= Antonio Arias Bernal =

Mexican caricaturist

Antonio Arias Bernal, also known as "The Brigadier" (Aguascalientes, 10 May 1913 – Mexico City, 30 December 1960) was considered one of the most important Mexican caricaturists and cartoonists of the twentieth century. His illustration work during the early 1940s targets the Axis with scathing interpretations culminating with his Album historico la II guerra mundial ilustrada por Arias Bernal, a series of prints styled as oversized playing cards depicting world leaders and events relating to World War II.

== Life ==
Bernal was born in the city of Aguascalientes on 10 May 1913 and died on 30 December 1960, in Mexico City. In 1932, he entered the Academy of San Carlos and later began to contribute cartoons to the magazines Vea, El Hogar, México al Día, for the newspaper Excelsior, and for the García Valseca newspaper chain. He was a founding member of the cultural magazines Mañana and Siempre!

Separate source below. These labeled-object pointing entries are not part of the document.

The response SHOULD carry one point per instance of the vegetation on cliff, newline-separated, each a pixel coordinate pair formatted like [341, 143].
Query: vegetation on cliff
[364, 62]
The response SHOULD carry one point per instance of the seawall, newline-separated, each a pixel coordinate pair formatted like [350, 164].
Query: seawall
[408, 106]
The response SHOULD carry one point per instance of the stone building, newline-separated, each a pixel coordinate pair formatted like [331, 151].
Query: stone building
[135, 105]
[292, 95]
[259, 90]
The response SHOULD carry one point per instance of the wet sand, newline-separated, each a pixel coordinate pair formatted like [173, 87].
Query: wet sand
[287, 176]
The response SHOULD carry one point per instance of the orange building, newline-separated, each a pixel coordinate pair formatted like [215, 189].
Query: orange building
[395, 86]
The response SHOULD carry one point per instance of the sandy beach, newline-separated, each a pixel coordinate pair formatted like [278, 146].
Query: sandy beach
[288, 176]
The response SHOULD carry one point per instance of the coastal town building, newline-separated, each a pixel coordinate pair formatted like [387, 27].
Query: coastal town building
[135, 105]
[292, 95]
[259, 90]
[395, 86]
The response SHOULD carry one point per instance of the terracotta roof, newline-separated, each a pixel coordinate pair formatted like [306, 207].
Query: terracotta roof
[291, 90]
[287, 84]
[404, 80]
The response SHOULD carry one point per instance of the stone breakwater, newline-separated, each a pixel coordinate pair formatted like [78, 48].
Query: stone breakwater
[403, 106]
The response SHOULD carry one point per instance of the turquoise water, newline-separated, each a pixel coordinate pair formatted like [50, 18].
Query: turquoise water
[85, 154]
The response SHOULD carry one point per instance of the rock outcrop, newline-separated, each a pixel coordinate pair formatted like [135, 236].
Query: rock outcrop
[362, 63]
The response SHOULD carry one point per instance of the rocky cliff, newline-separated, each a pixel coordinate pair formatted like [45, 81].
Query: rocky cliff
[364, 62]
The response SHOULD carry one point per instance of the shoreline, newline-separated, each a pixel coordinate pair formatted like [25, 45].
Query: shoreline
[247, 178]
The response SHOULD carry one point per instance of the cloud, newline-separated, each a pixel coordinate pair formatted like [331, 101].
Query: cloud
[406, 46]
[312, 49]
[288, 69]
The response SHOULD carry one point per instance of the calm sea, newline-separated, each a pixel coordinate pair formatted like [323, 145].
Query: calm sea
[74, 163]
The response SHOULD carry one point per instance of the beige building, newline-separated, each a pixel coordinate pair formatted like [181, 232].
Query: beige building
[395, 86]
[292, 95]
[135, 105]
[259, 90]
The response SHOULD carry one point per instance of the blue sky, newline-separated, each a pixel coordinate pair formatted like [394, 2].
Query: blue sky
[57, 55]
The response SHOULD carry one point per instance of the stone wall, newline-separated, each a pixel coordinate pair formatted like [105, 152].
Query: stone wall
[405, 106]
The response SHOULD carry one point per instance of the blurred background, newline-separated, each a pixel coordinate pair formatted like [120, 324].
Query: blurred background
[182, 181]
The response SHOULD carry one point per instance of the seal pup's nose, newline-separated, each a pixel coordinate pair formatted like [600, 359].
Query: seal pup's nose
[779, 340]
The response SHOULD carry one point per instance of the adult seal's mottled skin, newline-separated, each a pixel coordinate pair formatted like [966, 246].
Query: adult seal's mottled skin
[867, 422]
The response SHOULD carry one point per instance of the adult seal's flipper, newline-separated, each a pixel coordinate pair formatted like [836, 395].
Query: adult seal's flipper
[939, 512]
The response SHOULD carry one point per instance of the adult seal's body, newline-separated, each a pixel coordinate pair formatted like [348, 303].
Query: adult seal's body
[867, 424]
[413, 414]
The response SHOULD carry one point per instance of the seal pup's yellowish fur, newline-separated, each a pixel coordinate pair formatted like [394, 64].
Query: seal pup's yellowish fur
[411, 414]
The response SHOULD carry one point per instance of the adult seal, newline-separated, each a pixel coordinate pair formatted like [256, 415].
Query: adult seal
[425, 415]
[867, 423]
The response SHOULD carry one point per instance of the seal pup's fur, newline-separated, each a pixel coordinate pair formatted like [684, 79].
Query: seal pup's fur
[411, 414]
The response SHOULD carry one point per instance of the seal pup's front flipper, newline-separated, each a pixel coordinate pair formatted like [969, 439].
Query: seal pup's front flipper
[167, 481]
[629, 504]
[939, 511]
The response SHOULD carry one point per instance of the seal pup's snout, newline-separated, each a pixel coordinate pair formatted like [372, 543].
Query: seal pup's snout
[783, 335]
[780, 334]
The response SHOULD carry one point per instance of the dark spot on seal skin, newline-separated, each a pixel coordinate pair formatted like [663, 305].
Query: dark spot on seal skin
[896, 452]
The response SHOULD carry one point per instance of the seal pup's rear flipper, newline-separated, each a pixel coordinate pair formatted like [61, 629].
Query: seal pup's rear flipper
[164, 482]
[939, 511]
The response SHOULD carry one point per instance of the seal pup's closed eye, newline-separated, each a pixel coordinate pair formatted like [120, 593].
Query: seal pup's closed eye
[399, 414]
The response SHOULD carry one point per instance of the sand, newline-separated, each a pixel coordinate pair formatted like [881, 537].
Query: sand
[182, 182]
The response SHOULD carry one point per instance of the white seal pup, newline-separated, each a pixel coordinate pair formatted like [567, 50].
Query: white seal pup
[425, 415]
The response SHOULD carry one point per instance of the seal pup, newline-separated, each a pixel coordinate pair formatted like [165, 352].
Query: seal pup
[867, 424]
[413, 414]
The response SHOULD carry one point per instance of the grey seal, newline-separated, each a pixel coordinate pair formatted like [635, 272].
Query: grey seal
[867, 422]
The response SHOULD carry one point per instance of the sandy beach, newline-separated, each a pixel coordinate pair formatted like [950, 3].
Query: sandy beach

in 1942, Bernal was brought to the Washington, D.C. at the paid invitation of the U.S. government to create editorial cartoons and posters for the Coordinator of Inter-American Affairs to promote the Allied war effort. The planning for this trip is fully documented in the Records of the Foreign Service Posts of the Department of State as "820.02 Propaganda Project: Arias Bernal’s Trip to Washington." News of his trip found coverage in October, 1942 by The New York Times which contained the following quote in reference to the importance of propaganda posters: “Posters,” said Señor Bernal, “reach the thousands of our people who do not read but who can understand quickly a dramatic picture.”

Bernal won the prestigious Maria Moors Cabot Prize, which honors "journalists and news organizations with a distinguished body of work that has contributed to Inter-American Understanding," for his work as a cartoonist in 1952.